Je viens de retrouver un texte qui m'avait beaucoup marqué lors d'un congrès mémorable du mouvement freinet à Aix en Provence (1971, 1500 personnes !)
Pour que les gens parlent, faut aussi
qu’ils osent parler. Ça aussi ça a l’air de rien et pourtant c’est quelque chose
le nombre de gens qu’osent pas l’ouvrir, y a même pas besoin de les empêcher,
ils se la coupent très bien tout seuls et ils trouvent toutes sortes de bonnes
raisons pour pas se faire entendre, que de toute façon on les écoutera pas, et
que ça servira à rien, et le jour où ils sont un peu sincères ils finissent par
avouer qu’ils ont peur qu’on se foute d’eux, qu’ils ont peur de dire des
conneries. Comme si tout le monde en disait pas, des conneries, comme si dans
tout ce qu’on débite y avait pas quatre-vingt-dix pour cent de conneries en
moyenne, j’évalue ça en gros et vous m’en voudrez pas si je tombe un peu
en-dessous de la vérité.
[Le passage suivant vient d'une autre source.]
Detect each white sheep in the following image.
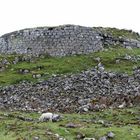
[39,112,60,122]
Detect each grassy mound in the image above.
[0,47,140,86]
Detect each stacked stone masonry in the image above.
[0,25,140,56]
[0,25,102,56]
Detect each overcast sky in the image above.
[0,0,140,35]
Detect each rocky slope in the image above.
[0,67,140,112]
[0,25,140,112]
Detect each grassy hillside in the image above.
[0,47,140,86]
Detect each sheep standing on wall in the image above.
[39,112,61,122]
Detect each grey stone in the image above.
[107,132,115,138]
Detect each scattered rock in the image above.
[39,112,61,122]
[99,136,107,140]
[65,123,81,128]
[76,133,85,140]
[107,132,115,138]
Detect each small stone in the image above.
[66,123,80,128]
[99,136,107,140]
[107,132,115,138]
[76,133,85,140]
[33,137,40,140]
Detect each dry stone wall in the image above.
[0,25,103,56]
[0,25,140,56]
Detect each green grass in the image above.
[96,27,140,40]
[0,107,140,140]
[0,47,140,86]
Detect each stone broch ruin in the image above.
[0,25,140,56]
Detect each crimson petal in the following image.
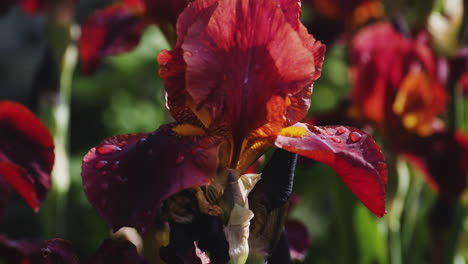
[78,4,149,74]
[82,124,219,232]
[0,101,54,211]
[0,234,41,263]
[40,238,80,264]
[398,132,468,201]
[274,123,387,217]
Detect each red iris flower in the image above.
[79,0,191,74]
[0,101,54,214]
[82,0,387,260]
[351,23,468,198]
[0,234,149,264]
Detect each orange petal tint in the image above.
[82,124,219,232]
[275,123,387,217]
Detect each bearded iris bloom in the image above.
[0,101,54,212]
[78,0,190,74]
[82,0,387,263]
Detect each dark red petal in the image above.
[0,101,54,211]
[87,239,149,264]
[275,123,387,217]
[182,0,319,138]
[398,132,468,201]
[284,219,310,260]
[0,177,11,218]
[40,238,80,264]
[82,124,219,232]
[21,0,47,14]
[78,4,149,74]
[0,234,41,263]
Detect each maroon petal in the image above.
[40,238,80,264]
[274,123,387,217]
[87,239,149,264]
[78,4,149,74]
[0,177,11,218]
[398,132,468,201]
[0,234,41,264]
[0,101,54,211]
[284,219,310,260]
[82,124,219,232]
[21,0,47,14]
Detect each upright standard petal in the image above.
[82,124,220,232]
[78,1,150,74]
[274,123,387,217]
[0,101,54,211]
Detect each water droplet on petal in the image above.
[192,147,205,156]
[117,175,128,183]
[94,160,109,170]
[97,145,122,155]
[176,155,185,165]
[349,132,362,142]
[330,137,341,143]
[112,160,120,171]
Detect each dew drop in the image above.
[117,175,128,183]
[336,127,346,135]
[97,145,122,155]
[112,160,120,171]
[94,160,109,170]
[176,155,185,165]
[330,137,341,143]
[349,132,362,142]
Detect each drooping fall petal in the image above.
[397,132,468,201]
[78,1,150,74]
[0,101,54,211]
[274,123,387,217]
[82,124,219,232]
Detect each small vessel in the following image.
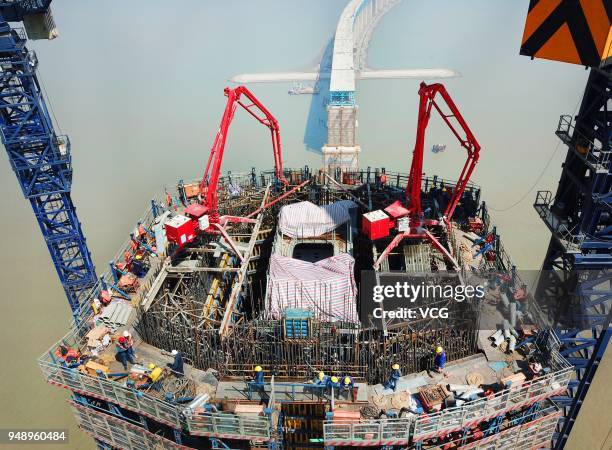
[288,83,319,95]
Et puis qui c’est qu’en juge, que vous dites des
conneries, qui c’est qu’en décide que c’est des conneries ? C’est toujours
la même histoire : au lieu de constater tout bêtement que les
valeurs, c’est ni plus ni moins des mirontons comme vous et
moi qui les font, aussi plats, aussi cons, aussi limités que vous et moi et
sûrement pas infaillibles, les gens ils ont toujours derrière la tête, ce qui
fait qu’ils peuvent même jamais le voir en face, ce modèle idiot de comment le
monde est fait qu’y a quelque part dans les hauteurs une espèce de dépôt des
poids et mesures ousqu’on trouve les étalons de tout ce qu’il faut dire et de ce
qu’il faut pas dire, de ce qu’il faut penser et de ce qu’il faut pas penser, et
toutes les fois qu’ils voudraient en sortir une ils se demandent ce que l’étalon
va en dire, si elle sera à la bonne longueur ou si elle va pas avoir l’air trop
minable, alors neuf fois sur dix après avoir bien réfléchi ils préfèrent la
rentrer en douce, ils ont trop peur d’avoir l’air con.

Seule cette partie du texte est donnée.